Building … and sustaining. That’s what yesterday was about. But that’s what every day has been about: building and sustaining our knowledge, our skills, our understanding. Building and sustaining linguistic and cultural proficiency. And, of course, building and sustaining the joyful learning community in which that happens. That takes sustained time and effort, but it also makes time for the important stuff.

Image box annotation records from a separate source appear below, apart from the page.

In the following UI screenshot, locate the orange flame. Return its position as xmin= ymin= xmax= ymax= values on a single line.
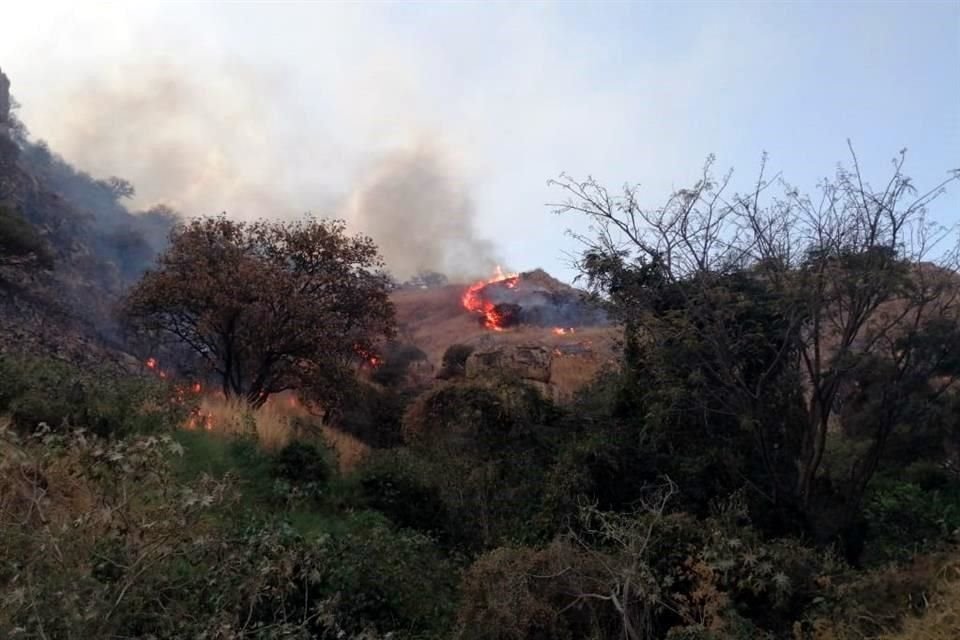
xmin=461 ymin=265 xmax=520 ymax=331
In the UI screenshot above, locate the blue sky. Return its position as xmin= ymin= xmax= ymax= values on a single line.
xmin=0 ymin=1 xmax=960 ymax=279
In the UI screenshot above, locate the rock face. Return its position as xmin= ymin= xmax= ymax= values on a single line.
xmin=467 ymin=345 xmax=553 ymax=383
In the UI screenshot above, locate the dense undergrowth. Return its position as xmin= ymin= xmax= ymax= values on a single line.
xmin=0 ymin=358 xmax=960 ymax=640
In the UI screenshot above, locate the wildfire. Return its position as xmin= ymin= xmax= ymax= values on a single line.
xmin=461 ymin=265 xmax=520 ymax=331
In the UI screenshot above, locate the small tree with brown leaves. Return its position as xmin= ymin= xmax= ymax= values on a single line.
xmin=121 ymin=216 xmax=394 ymax=406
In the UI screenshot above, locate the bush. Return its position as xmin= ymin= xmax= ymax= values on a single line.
xmin=438 ymin=343 xmax=474 ymax=379
xmin=864 ymin=480 xmax=960 ymax=564
xmin=0 ymin=357 xmax=190 ymax=437
xmin=370 ymin=342 xmax=427 ymax=387
xmin=271 ymin=440 xmax=331 ymax=501
xmin=333 ymin=383 xmax=404 ymax=448
xmin=0 ymin=206 xmax=53 ymax=269
xmin=359 ymin=449 xmax=462 ymax=545
xmin=273 ymin=440 xmax=330 ymax=484
xmin=403 ymin=380 xmax=555 ymax=453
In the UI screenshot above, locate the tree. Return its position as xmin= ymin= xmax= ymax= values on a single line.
xmin=554 ymin=148 xmax=960 ymax=548
xmin=121 ymin=215 xmax=394 ymax=406
xmin=0 ymin=206 xmax=53 ymax=269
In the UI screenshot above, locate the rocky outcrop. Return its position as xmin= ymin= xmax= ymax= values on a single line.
xmin=467 ymin=345 xmax=553 ymax=383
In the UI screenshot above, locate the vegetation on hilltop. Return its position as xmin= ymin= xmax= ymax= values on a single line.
xmin=0 ymin=127 xmax=960 ymax=640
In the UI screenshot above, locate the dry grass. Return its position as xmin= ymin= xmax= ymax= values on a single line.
xmin=881 ymin=560 xmax=960 ymax=640
xmin=185 ymin=393 xmax=370 ymax=472
xmin=392 ymin=285 xmax=622 ymax=400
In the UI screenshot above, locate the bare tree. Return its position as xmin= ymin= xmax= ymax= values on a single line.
xmin=553 ymin=147 xmax=960 ymax=536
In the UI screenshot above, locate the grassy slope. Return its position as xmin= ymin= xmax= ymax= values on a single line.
xmin=393 ymin=284 xmax=620 ymax=395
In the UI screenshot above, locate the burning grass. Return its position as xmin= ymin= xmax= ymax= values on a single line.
xmin=184 ymin=394 xmax=369 ymax=472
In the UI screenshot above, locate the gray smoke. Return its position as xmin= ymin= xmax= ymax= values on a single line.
xmin=18 ymin=63 xmax=496 ymax=278
xmin=344 ymin=145 xmax=496 ymax=277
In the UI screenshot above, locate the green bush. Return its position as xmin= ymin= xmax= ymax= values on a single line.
xmin=439 ymin=343 xmax=474 ymax=379
xmin=359 ymin=449 xmax=462 ymax=545
xmin=273 ymin=440 xmax=330 ymax=485
xmin=0 ymin=356 xmax=184 ymax=437
xmin=0 ymin=206 xmax=53 ymax=269
xmin=864 ymin=480 xmax=960 ymax=563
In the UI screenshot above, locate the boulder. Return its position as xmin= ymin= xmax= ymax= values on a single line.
xmin=467 ymin=345 xmax=553 ymax=383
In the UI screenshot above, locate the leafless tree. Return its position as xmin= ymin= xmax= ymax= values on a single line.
xmin=553 ymin=146 xmax=960 ymax=532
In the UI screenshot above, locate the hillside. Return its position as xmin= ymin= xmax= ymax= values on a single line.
xmin=0 ymin=71 xmax=177 ymax=362
xmin=392 ymin=270 xmax=621 ymax=398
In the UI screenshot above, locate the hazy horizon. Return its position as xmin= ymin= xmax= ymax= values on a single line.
xmin=0 ymin=1 xmax=960 ymax=280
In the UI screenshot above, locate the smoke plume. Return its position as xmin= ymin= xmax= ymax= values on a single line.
xmin=19 ymin=64 xmax=496 ymax=278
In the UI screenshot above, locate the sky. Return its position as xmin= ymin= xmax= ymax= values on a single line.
xmin=0 ymin=0 xmax=960 ymax=280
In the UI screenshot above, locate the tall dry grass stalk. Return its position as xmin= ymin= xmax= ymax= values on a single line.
xmin=185 ymin=393 xmax=370 ymax=472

There’s the same amount of time, of course, in Ms. X and Mr. Y’s classes, but they always have too much to cover, and they always get behind and need to blame somebody. Themselves, often, for not being organized enough. Their “bad, lazy students,” for … being bad and lazy, of course. Powers That Be, for “interruptions” and altered schedules. Students’ families, for “not taking school seriously enough,” or for “letting those kids stay out of school” or “not making them come.” Changes in society, smartphones, tablets … all the things that “distract those bad, lazy kids from my PowerPoint and my cute little activity I found for them to do.” One Ms. X, her voice almost completely lost from laryngitis, was complaining a few weeks ago that she “had to give notes” that day; she could see no possible alternative. And I “didn’t have time” to ask her about the goal of giving those notes, or to see if I could help her find an alternative … and, to be fair, I didn’t want her to use up her limited vocal resources explaining to me why that was impossible or unworkable. That Ms. X has to take her own journey, I think … and if I tried to help, tried to give too much of the wrong sort of direction and guidance, it wouldn’t help at all.

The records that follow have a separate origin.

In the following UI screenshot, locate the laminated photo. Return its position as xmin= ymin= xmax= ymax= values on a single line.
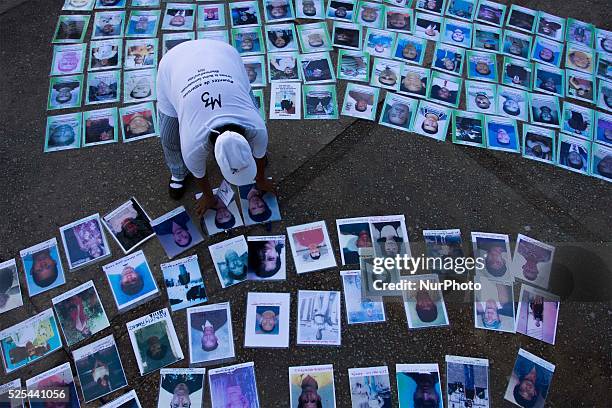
xmin=395 ymin=364 xmax=442 ymax=408
xmin=289 ymin=364 xmax=336 ymax=408
xmin=51 ymin=281 xmax=110 ymax=347
xmin=270 ymin=82 xmax=302 ymax=120
xmin=565 ymin=17 xmax=595 ymax=48
xmin=244 ymin=292 xmax=291 ymax=348
xmin=242 ymin=55 xmax=268 ymax=88
xmin=515 ymin=285 xmax=560 ymax=344
xmin=474 ymin=275 xmax=515 ymax=333
xmin=440 ymin=18 xmax=474 ymax=48
xmin=414 ymin=12 xmax=443 ymax=41
xmin=399 ymin=64 xmax=431 ymax=98
xmin=445 ymin=355 xmax=490 ymax=408
xmin=0 ymin=308 xmax=62 ymax=374
xmin=151 ymin=206 xmax=204 ymax=259
xmin=338 ymin=49 xmax=370 ymax=82
xmin=561 ymin=102 xmax=595 ymax=140
xmin=60 ymin=214 xmax=111 ymax=270
xmin=363 ymin=27 xmax=397 ymax=58
xmin=497 ymin=85 xmax=529 ymax=122
xmin=232 ymin=26 xmax=266 ymax=55
xmin=88 ymin=38 xmax=123 ymax=71
xmin=26 ymin=363 xmax=81 ymax=408
xmin=187 ymin=302 xmax=236 ymax=365
xmin=208 ymin=362 xmax=260 ymax=408
xmin=485 ymin=116 xmax=521 ymax=153
xmin=423 ymin=229 xmax=464 ymax=274
xmin=512 ymin=234 xmax=555 ymax=289
xmin=91 ymin=10 xmax=125 ymax=40
xmin=565 ymin=69 xmax=603 ymax=103
xmin=297 ymin=22 xmax=332 ymax=53
xmin=428 ymin=71 xmax=463 ymax=108
xmin=297 ymin=290 xmax=342 ymax=346
xmin=349 ymin=366 xmax=391 ymax=408
xmin=119 ymin=102 xmax=158 ymax=143
xmin=0 ymin=378 xmax=24 ymax=408
xmin=72 ymin=334 xmax=127 ymax=402
xmin=431 ymin=43 xmax=465 ymax=76
xmin=100 ymin=388 xmax=143 ymax=408
xmin=414 ymin=0 xmax=446 ymax=15
xmin=229 ymin=1 xmax=263 ymax=27
xmin=368 ymin=57 xmax=402 ymax=90
xmin=208 ymin=235 xmax=249 ymax=288
xmin=472 ymin=24 xmax=502 ymax=53
xmin=472 ymin=232 xmax=514 ymax=282
xmin=474 ymin=0 xmax=506 ymax=27
xmin=51 ymin=14 xmax=89 ymax=44
xmin=125 ymin=10 xmax=161 ymax=38
xmin=102 ymin=251 xmax=159 ymax=312
xmin=523 ymin=124 xmax=557 ymax=164
xmin=81 ymin=108 xmax=119 ymax=147
xmin=159 ymin=255 xmax=208 ymax=312
xmin=162 ymin=3 xmax=196 ymax=31
xmin=327 ymin=0 xmax=361 ymax=21
xmin=157 ymin=368 xmax=206 ymax=408
xmin=529 ymin=94 xmax=561 ymax=129
xmin=504 ymin=348 xmax=555 ymax=408
xmin=501 ymin=57 xmax=533 ymax=91
xmin=383 ymin=5 xmax=412 ymax=34
xmin=198 ymin=3 xmax=226 ymax=29
xmin=247 ymin=235 xmax=287 ymax=280
xmin=295 ymin=0 xmax=325 ymax=20
xmin=401 ymin=274 xmax=449 ymax=329
xmin=126 ymin=309 xmax=183 ymax=375
xmin=123 ymin=68 xmax=157 ymax=103
xmin=557 ymin=133 xmax=591 ymax=174
xmin=50 ymin=44 xmax=87 ymax=75
xmin=302 ymin=85 xmax=338 ymax=119
xmin=355 ymin=1 xmax=385 ymax=28
xmin=502 ymin=30 xmax=532 ymax=60
xmin=287 ymin=221 xmax=336 ymax=274
xmin=589 ymin=143 xmax=612 ymax=182
xmin=47 ymin=75 xmax=83 ymax=110
xmin=332 ymin=21 xmax=362 ymax=51
xmin=452 ymin=110 xmax=486 ymax=147
xmin=0 ymin=259 xmax=23 ymax=314
xmin=85 ymin=70 xmax=121 ymax=105
xmin=412 ymin=101 xmax=451 ymax=141
xmin=62 ymin=0 xmax=96 ymax=11
xmin=536 ymin=11 xmax=565 ymax=42
xmin=123 ymin=38 xmax=159 ymax=70
xmin=102 ymin=197 xmax=155 ymax=254
xmin=298 ymin=51 xmax=336 ymax=84
xmin=19 ymin=238 xmax=66 ymax=297
xmin=264 ymin=23 xmax=298 ymax=52
xmin=340 ymin=270 xmax=386 ymax=324
xmin=44 ymin=112 xmax=83 ymax=153
xmin=467 ymin=50 xmax=497 ymax=83
xmin=268 ymin=51 xmax=302 ymax=82
xmin=196 ymin=187 xmax=244 ymax=236
xmin=391 ymin=33 xmax=427 ymax=65
xmin=378 ymin=92 xmax=419 ymax=132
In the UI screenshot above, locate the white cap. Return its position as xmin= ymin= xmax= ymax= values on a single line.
xmin=215 ymin=130 xmax=257 ymax=186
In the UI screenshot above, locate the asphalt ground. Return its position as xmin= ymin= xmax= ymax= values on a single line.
xmin=0 ymin=0 xmax=612 ymax=407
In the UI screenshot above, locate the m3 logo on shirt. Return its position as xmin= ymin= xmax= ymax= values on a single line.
xmin=202 ymin=92 xmax=222 ymax=110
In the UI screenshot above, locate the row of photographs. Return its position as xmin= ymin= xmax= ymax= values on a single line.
xmin=0 ymin=348 xmax=555 ymax=408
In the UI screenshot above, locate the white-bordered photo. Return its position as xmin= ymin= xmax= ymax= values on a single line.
xmin=244 ymin=292 xmax=291 ymax=348
xmin=187 ymin=302 xmax=236 ymax=364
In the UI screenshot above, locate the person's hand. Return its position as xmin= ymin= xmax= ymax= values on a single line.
xmin=196 ymin=195 xmax=217 ymax=217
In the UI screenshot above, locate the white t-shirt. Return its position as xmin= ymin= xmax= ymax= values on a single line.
xmin=157 ymin=39 xmax=268 ymax=178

What makes the difference? We were talking about that yesterday afternoon in a short World Language Department meeting. Ms. H, Ms. T, and I are very different people with very different personalities, but we all agree on language proficiency as the goal of what we do, and we’ve all been moving away from Ms. X and Mr. Y’s Tried and True approach (with the PowerPoints and the cute little activities) over the past few years. It’s been a hard journey – and I don’t think I’d realized how hard it had been for them until we had a chance to talk about it yesterday.
That’s probably because I was so focused on the hardness of my own journey! And I know it’s because, in the midst of the struggle, we didn’t want to talk about the pain and the difficulties. But as we’ve all started to find a new rhythm, to build and sustain different approaches, we’re able to be more open, to share with each other more freely. We’re able to build and sustain our own little learning community more successfully. And we want to help That Ms. X and the others … but help is a complicated thing.

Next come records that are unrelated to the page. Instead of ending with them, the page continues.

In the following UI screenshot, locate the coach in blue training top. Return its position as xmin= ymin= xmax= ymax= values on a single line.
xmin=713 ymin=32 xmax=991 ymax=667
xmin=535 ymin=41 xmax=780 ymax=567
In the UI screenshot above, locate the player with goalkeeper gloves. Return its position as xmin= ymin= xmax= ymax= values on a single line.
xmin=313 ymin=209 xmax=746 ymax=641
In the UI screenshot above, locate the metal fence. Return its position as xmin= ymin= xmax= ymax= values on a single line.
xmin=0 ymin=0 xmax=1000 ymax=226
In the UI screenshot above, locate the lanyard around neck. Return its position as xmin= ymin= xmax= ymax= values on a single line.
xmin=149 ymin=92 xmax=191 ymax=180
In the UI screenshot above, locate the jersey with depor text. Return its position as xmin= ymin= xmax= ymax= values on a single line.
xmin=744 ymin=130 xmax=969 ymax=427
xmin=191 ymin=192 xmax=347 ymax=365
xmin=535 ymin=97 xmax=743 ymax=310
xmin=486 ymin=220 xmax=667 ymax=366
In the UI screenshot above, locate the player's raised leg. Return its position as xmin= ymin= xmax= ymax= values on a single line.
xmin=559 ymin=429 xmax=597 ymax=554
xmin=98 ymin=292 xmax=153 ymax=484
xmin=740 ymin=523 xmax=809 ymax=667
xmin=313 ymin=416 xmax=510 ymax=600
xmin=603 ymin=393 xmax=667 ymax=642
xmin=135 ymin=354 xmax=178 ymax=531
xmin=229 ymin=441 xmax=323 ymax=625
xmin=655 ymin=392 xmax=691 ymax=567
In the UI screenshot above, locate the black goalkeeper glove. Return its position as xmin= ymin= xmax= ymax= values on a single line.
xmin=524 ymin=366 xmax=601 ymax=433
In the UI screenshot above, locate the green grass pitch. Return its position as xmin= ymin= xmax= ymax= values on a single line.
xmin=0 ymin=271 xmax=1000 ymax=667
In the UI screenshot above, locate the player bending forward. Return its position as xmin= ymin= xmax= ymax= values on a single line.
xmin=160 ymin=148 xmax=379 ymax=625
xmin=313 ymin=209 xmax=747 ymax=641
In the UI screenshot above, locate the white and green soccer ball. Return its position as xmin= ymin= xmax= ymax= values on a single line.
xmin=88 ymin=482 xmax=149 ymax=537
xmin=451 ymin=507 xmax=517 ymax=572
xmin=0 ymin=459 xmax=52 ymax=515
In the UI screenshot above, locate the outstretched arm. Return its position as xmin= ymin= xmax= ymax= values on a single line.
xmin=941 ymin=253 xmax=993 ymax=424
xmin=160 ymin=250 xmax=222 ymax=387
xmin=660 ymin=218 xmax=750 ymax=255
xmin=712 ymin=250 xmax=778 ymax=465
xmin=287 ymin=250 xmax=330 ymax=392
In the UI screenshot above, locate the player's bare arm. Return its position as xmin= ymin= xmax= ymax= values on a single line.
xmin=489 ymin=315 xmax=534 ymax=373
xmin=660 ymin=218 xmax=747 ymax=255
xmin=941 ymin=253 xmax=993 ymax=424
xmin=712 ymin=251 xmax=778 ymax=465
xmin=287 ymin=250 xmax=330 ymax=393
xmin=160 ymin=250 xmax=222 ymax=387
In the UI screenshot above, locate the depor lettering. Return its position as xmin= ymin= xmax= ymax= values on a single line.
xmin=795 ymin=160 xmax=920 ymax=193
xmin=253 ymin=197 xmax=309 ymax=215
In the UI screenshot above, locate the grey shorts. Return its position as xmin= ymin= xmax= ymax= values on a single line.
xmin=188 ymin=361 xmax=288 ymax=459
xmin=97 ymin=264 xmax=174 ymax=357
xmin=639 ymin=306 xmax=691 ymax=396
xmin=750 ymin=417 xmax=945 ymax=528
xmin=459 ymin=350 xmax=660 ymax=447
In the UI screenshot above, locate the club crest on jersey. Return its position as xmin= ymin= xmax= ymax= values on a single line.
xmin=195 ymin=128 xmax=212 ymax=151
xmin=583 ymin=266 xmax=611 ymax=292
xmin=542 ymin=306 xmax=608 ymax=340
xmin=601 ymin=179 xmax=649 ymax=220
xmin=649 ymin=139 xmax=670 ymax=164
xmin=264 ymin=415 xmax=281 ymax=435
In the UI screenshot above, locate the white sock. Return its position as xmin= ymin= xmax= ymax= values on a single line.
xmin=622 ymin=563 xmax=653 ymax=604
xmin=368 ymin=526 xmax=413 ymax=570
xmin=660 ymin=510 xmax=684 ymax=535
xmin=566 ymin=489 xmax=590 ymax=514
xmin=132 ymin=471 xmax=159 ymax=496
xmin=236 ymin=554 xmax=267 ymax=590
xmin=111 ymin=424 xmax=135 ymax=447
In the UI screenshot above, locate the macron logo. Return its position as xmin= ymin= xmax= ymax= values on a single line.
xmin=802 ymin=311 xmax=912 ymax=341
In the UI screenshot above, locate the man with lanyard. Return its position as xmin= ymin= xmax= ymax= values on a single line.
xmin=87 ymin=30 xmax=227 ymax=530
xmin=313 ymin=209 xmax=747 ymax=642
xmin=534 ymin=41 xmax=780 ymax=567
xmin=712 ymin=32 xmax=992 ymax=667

Factory-model schools try to standardize the helping process. There are mentoring programs, where young teachers (and struggling teachers) theoretically get assistance from specially trained (or randomly assigned) veterans or instructional coaches. If the programs are flexible and if the young (or struggling) teachers see them as assistance rather than punishment, they can work quite well – but, sadly, many such programs are standardized (because there’s too much to cover and not enough time, of course). There are peer observations like the one That Particular Ms. X received the other day – and Ms. E was really trying to help her, too. But Ms. E, wise veteran teacher that she is, saw individual learners with individual needs, while That Ms. X just saw a bad class who wouldn’t do homework and won’t pay attention. School administrators do observations of various kinds, and they coach and assist as much as they can – but Ms. X and Mr. Y fall into the Us and Them trap all too easily, even when their Local Powers sincerely desire to break down such walls and barriers.
Building … and sustaining. I’ve been learning how to do that in a joyful learning community setting, but I’m not sure how to do it “at scale” in a factory-system. And “scale” is important in factory-thinking … and understandably so, because factory-model systems are all about “scale.” As we prepare for another day of bridging those two very different worlds, the factory school and the learning community, I realize that the challenges of building and sustaining are both necessary and vital for this stage of our journey … and I wonder what new insights and discoveries await us all today!